The project aims to collect data for future research on plant-microbe interactions, microbial greenhouse gas release and absorption, and environmental metagenomics.
The FungiDB database serves as a resource for functional genomics of pan-fungal genomes. It offers a user-friendly interface similar to EuPathDB, enabling complex and integrated searches.
FungiDB currently contains genomic sequences and annotations for 18 representative fungal species. These include species from Basidiomycota, Ascomycota, and Mucormycotina lineages.
FungiDB provides additional information on cell cycle microarrays, hyphal growth RNA sequences, and yeast two-hybrid interactions.
9.4 Microorganisms
Microorganisms are incredibly diverse and abundant, with an estimated 12,000 known species and millions more yet to be discovered.
Bacteria can survive in a wide range of environments, from extreme heat and cold to high salt concentrations and even seven miles below the surface of the water.
The study of microorganisms has provided valuable insights into evolution, microbial biology and ecology.

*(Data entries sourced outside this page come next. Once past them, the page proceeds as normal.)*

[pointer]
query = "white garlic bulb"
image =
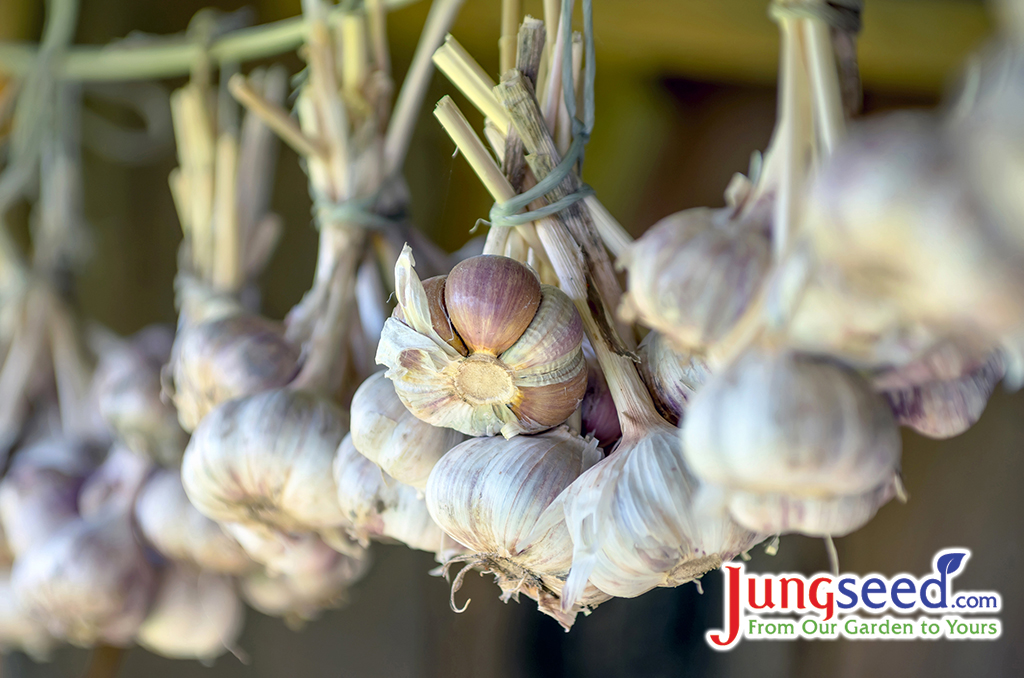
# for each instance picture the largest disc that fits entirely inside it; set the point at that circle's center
(89, 583)
(39, 493)
(486, 349)
(116, 483)
(172, 525)
(378, 506)
(389, 435)
(693, 273)
(127, 388)
(18, 631)
(488, 495)
(945, 409)
(227, 357)
(633, 520)
(795, 428)
(266, 460)
(195, 615)
(673, 379)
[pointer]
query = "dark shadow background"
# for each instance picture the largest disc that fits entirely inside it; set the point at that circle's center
(668, 137)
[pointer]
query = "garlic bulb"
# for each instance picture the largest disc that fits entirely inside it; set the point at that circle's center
(89, 583)
(300, 598)
(39, 494)
(18, 631)
(378, 506)
(488, 494)
(793, 428)
(389, 435)
(227, 357)
(127, 388)
(173, 526)
(672, 378)
(693, 273)
(945, 409)
(195, 615)
(896, 215)
(265, 460)
(115, 484)
(522, 370)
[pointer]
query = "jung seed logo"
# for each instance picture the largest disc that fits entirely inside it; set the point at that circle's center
(854, 606)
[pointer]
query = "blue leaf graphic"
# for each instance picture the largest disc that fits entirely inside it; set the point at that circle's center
(950, 562)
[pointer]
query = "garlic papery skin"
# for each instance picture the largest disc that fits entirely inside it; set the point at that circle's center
(895, 213)
(127, 388)
(265, 460)
(89, 583)
(388, 434)
(780, 423)
(196, 615)
(377, 506)
(673, 379)
(524, 371)
(174, 527)
(299, 598)
(487, 494)
(116, 483)
(693, 273)
(39, 493)
(227, 357)
(18, 631)
(945, 409)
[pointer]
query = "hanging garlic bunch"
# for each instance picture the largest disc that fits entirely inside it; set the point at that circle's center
(195, 615)
(39, 493)
(488, 495)
(672, 378)
(127, 388)
(796, 445)
(379, 507)
(522, 369)
(172, 525)
(693, 274)
(89, 583)
(392, 437)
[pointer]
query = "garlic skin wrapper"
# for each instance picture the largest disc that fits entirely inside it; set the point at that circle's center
(377, 506)
(693, 273)
(488, 495)
(174, 527)
(127, 389)
(265, 460)
(784, 428)
(391, 436)
(227, 357)
(633, 522)
(89, 583)
(522, 370)
(195, 616)
(18, 631)
(894, 212)
(673, 379)
(945, 409)
(39, 493)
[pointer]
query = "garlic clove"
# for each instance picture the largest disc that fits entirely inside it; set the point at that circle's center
(389, 435)
(673, 379)
(491, 300)
(174, 527)
(265, 460)
(434, 288)
(945, 409)
(790, 424)
(225, 358)
(89, 583)
(195, 615)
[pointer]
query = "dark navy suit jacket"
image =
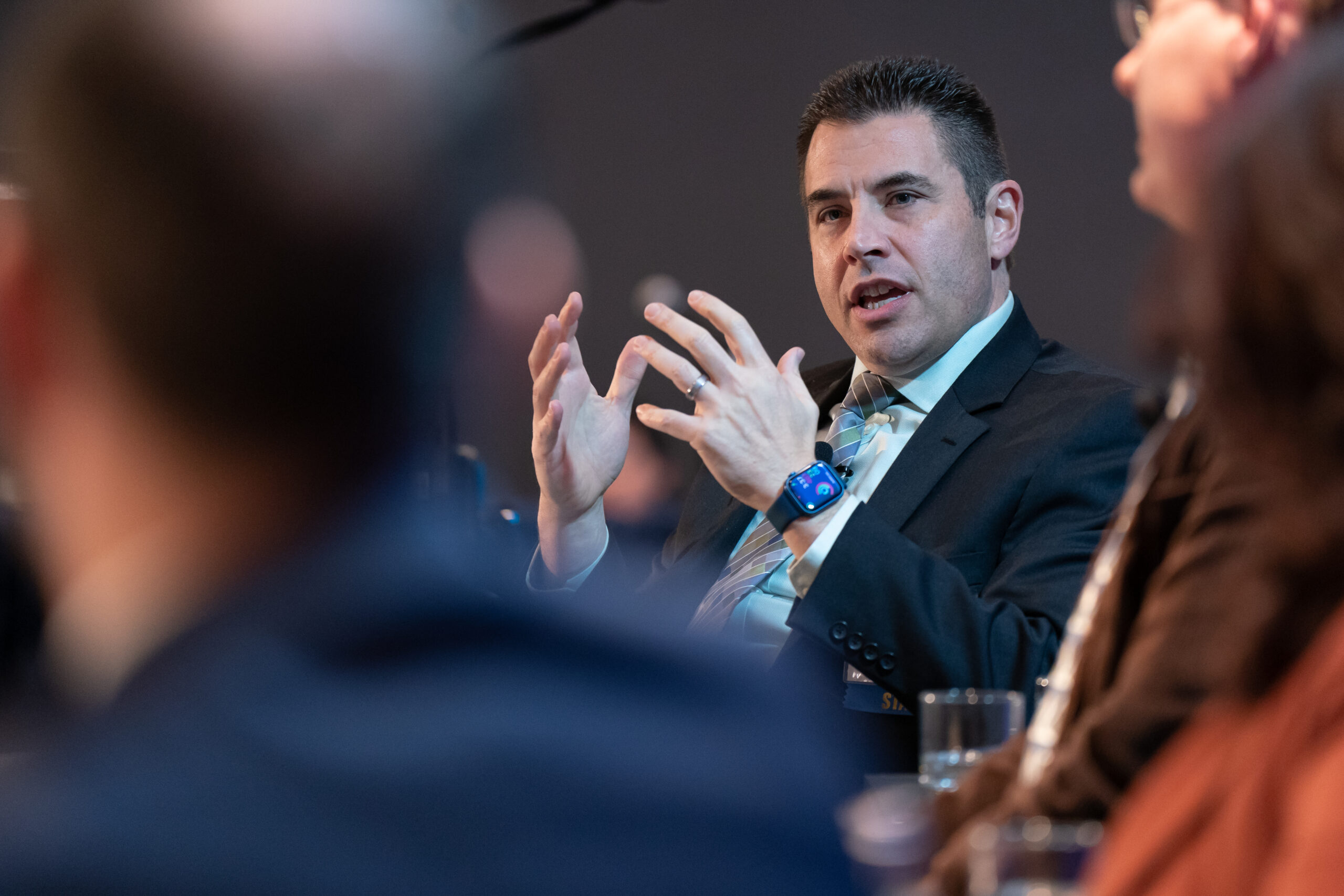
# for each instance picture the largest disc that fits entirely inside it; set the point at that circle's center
(375, 715)
(963, 567)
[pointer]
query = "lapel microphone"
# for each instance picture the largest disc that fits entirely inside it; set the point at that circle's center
(553, 25)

The MBGD system facilitates the comparative analysis of completely sequenced microbial genomes, enabling the generation of orthologous gene categorization tables.
MBGD uses all-against-all similarity correlations between genes in different genomes to create these tables.
The categorization tables generated by MBGD can be used to narrow down searches for organisms within specific taxonomic categories.
9.5 Plant and crop genomic database
PlantGDB is a database that stores molecular sequences of sequenced plant species.
EST sequences are organized into ""contigs,"" which represent individual genes.
PlantGDB aims to identify gene groups shared across all plants or unique to specific species.
It integrates bioinformatics tools for gene prediction and cross-species comparison.
PlantGDB displays genomes of species with large-scale sequencing projects, combining EST and cDNA evidence for gene models.